NO!  Of course I didn’t answer that.

“No!” I actually said.  “That is the sound distant thunder makes when it comes rolling in from the sea.”  I doubt that I was believed.  What I was actually counting on was that the idiots on the roof were too drunk to reload.

The first night of the convention, the deputy sheriff from Montgomery County, Texas staggered out of the bar, stumbled and fell.  A tiny little Spanish .25 automatic fell out of his sock, hit the floor, discharged and fell apart as the receiver, slide and spring all bounced in different directions.  The anemic little toy had punched a neat hole through a nearby window, just inches above a local police lieutenant’s head. 

The lieutenant was a little pissed.  As he grabbed the deputy by the neck, he said, “I hope for your sake that you are a cop.”

The Montgomery County Sheriff was very angry at the cost of replacing that window.  As it turned out, he got a lot angrier.  The hotel had a parking problem when it was at full capacity.  Because of this, the local fire marshal required us to keep the spaces directly in front of the hotel’s doors empty at all hours.  He had ordered that appropriately marked red sawhorses block these spaces at all times.

That night, the sheriff came back to the hotel late, and not finding a close parking space, had moved the sawhorses, parked his squad car, and then moved the sawhorses back in place.  By the time he had finished this chore, the lobby bellman had alerted me, and I was waiting at the front door.  I was very polite, he was very drunk, and found my request to move the car hilarious.  He didn’t even answer me as he got in the elevator and went to his room.

I didn’t live in Montgomery County, and didn’t want to.  I did live on Galveston Island, and did know what the fire marshal would do if he found that fire lane blocked.  I doubt the sheriff had reached his room before I had called the tow truck.  The wrecker driver thought the whole affair sidesplitting.  The sheriff’s car had rotating lights, an official paint job, radios, and a shotgun in the rack between the seats.  And I had it towed away.

The next morning, the lobby was full of policemen from all over East Texas, each of them laughing his ass off while waiting for the sheriff to come to the breakfast the convention was hosting.  When the sheriff finally stepped out of the elevator, the lobby was quiet for a few seconds, then the gathered cops started laughing.  The sheriff, realizing that he was the object of the gathered mirth, looked out the glass doors and figured out the joke pretty quickly.

Furious, he marched over to me.  “Where the hell is my car, boy!” he thundered.

I told him the car had been towed, and gave him a business card from the wrecker company. 

“You better get my car back, boy!” he yelled.  Every word was punctuated by him stabbing me in the chest with his finger, his red face just inches from mine.  “You better get it back now, boy!”

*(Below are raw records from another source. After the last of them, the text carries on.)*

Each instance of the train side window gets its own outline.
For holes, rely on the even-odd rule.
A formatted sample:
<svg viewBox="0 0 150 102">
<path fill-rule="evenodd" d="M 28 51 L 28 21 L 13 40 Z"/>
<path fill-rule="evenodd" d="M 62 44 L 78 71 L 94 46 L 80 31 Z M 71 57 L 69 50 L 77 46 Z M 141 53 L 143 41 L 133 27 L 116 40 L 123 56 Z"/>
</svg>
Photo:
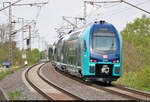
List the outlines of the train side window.
<svg viewBox="0 0 150 102">
<path fill-rule="evenodd" d="M 86 41 L 84 40 L 84 45 L 83 45 L 83 50 L 84 50 L 84 52 L 86 52 Z"/>
</svg>

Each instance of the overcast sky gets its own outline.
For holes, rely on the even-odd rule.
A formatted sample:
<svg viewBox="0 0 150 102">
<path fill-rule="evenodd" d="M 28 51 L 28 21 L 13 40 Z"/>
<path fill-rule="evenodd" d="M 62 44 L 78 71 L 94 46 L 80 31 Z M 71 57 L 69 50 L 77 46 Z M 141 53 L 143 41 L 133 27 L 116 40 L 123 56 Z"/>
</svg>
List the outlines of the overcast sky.
<svg viewBox="0 0 150 102">
<path fill-rule="evenodd" d="M 0 8 L 2 8 L 2 2 L 6 1 L 16 1 L 16 0 L 0 0 Z M 20 3 L 34 3 L 34 2 L 44 2 L 47 0 L 22 0 Z M 52 44 L 56 38 L 57 33 L 54 28 L 61 26 L 64 22 L 62 21 L 62 16 L 69 17 L 83 17 L 83 1 L 84 0 L 49 0 L 49 4 L 42 7 L 37 28 L 39 29 L 40 36 L 43 37 L 48 43 Z M 94 0 L 94 1 L 104 1 L 104 0 Z M 109 1 L 109 0 L 105 0 Z M 126 0 L 132 4 L 135 4 L 150 12 L 150 0 Z M 88 21 L 94 19 L 106 20 L 112 23 L 119 31 L 121 31 L 125 25 L 137 17 L 141 17 L 143 14 L 150 17 L 150 15 L 144 13 L 143 11 L 137 10 L 127 4 L 117 3 L 117 4 L 99 4 L 101 7 L 93 7 L 87 5 L 88 8 Z M 13 20 L 17 17 L 23 17 L 26 20 L 32 20 L 36 18 L 36 14 L 39 11 L 38 7 L 30 6 L 15 6 L 12 8 Z M 8 10 L 0 12 L 0 23 L 8 22 Z M 19 24 L 16 24 L 16 29 L 19 28 Z M 26 33 L 25 36 L 28 34 Z M 18 35 L 19 36 L 19 35 Z M 36 40 L 35 40 L 36 41 Z M 37 41 L 36 41 L 37 42 Z M 36 46 L 36 45 L 35 45 Z"/>
</svg>

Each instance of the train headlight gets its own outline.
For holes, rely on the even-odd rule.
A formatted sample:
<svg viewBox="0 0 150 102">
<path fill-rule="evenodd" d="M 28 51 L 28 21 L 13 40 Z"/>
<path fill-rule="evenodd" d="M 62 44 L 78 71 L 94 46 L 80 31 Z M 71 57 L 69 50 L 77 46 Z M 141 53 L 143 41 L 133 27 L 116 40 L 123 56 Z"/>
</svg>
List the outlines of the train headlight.
<svg viewBox="0 0 150 102">
<path fill-rule="evenodd" d="M 101 72 L 105 73 L 105 74 L 109 74 L 109 67 L 108 67 L 108 65 L 103 65 L 103 67 L 101 69 Z"/>
<path fill-rule="evenodd" d="M 115 73 L 119 74 L 119 72 L 120 72 L 120 67 L 115 67 Z"/>
</svg>

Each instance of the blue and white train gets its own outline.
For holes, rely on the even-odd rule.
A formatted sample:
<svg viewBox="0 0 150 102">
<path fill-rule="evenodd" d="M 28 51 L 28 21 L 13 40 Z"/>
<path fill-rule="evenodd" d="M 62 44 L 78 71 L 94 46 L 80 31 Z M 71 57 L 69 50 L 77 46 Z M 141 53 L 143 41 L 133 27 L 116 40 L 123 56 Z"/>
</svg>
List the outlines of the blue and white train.
<svg viewBox="0 0 150 102">
<path fill-rule="evenodd" d="M 52 65 L 85 80 L 116 81 L 122 74 L 121 35 L 105 21 L 74 30 L 54 44 Z"/>
</svg>

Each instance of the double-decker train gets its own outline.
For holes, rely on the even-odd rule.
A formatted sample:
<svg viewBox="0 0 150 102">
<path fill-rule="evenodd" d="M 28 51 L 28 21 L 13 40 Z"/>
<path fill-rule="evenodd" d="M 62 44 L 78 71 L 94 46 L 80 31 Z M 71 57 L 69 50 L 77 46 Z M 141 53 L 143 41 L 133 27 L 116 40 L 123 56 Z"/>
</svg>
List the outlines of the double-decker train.
<svg viewBox="0 0 150 102">
<path fill-rule="evenodd" d="M 122 73 L 122 38 L 98 21 L 76 29 L 53 45 L 52 65 L 87 81 L 116 81 Z"/>
</svg>

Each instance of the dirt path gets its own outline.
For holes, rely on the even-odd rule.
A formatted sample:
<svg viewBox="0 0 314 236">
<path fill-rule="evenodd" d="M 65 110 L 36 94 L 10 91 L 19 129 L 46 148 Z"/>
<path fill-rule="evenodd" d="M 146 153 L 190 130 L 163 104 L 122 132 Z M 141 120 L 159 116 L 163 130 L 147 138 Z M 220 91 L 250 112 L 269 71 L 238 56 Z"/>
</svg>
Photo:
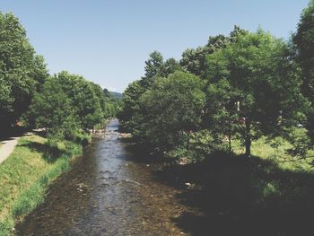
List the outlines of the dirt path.
<svg viewBox="0 0 314 236">
<path fill-rule="evenodd" d="M 2 146 L 0 148 L 0 163 L 2 163 L 13 152 L 14 147 L 20 137 L 11 137 L 1 141 Z"/>
<path fill-rule="evenodd" d="M 31 135 L 32 133 L 26 133 L 22 135 L 17 135 L 13 137 L 9 137 L 5 139 L 0 139 L 1 143 L 1 147 L 0 147 L 0 164 L 6 159 L 8 158 L 11 153 L 13 152 L 20 137 L 24 136 L 24 135 Z"/>
</svg>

“No sir.” I answered.  The gathered police were roaring with laughter.  I was wondering if any of them would try to stop the sheriff if he was to draw his gun and try to shoot me.  Or would they just laugh harder?

“YES YOU WILL!”  By now, the sheriff was screaming.

“No sir.” 

“That’s an official po-lice car,” shrieked the sheriff.  “Just what the hell were you thinking, boy?”

By now, the finger poking was getting painful, but I had an answer.  Calmly, but loud enough for every law enforcement official in the room to hear me, I said, “I thought it made up for every parking ticket I ever got.”

The last thing that sheriff said to me as the room erupted in laughter was very quiet, and very close to my ear.  “If I ever catch you in Montgomery County, boy, you’re a dead man.”

That was almost 30 years ago.  I know exactly where Montgomery County, Texas is.  I still haven’t been there.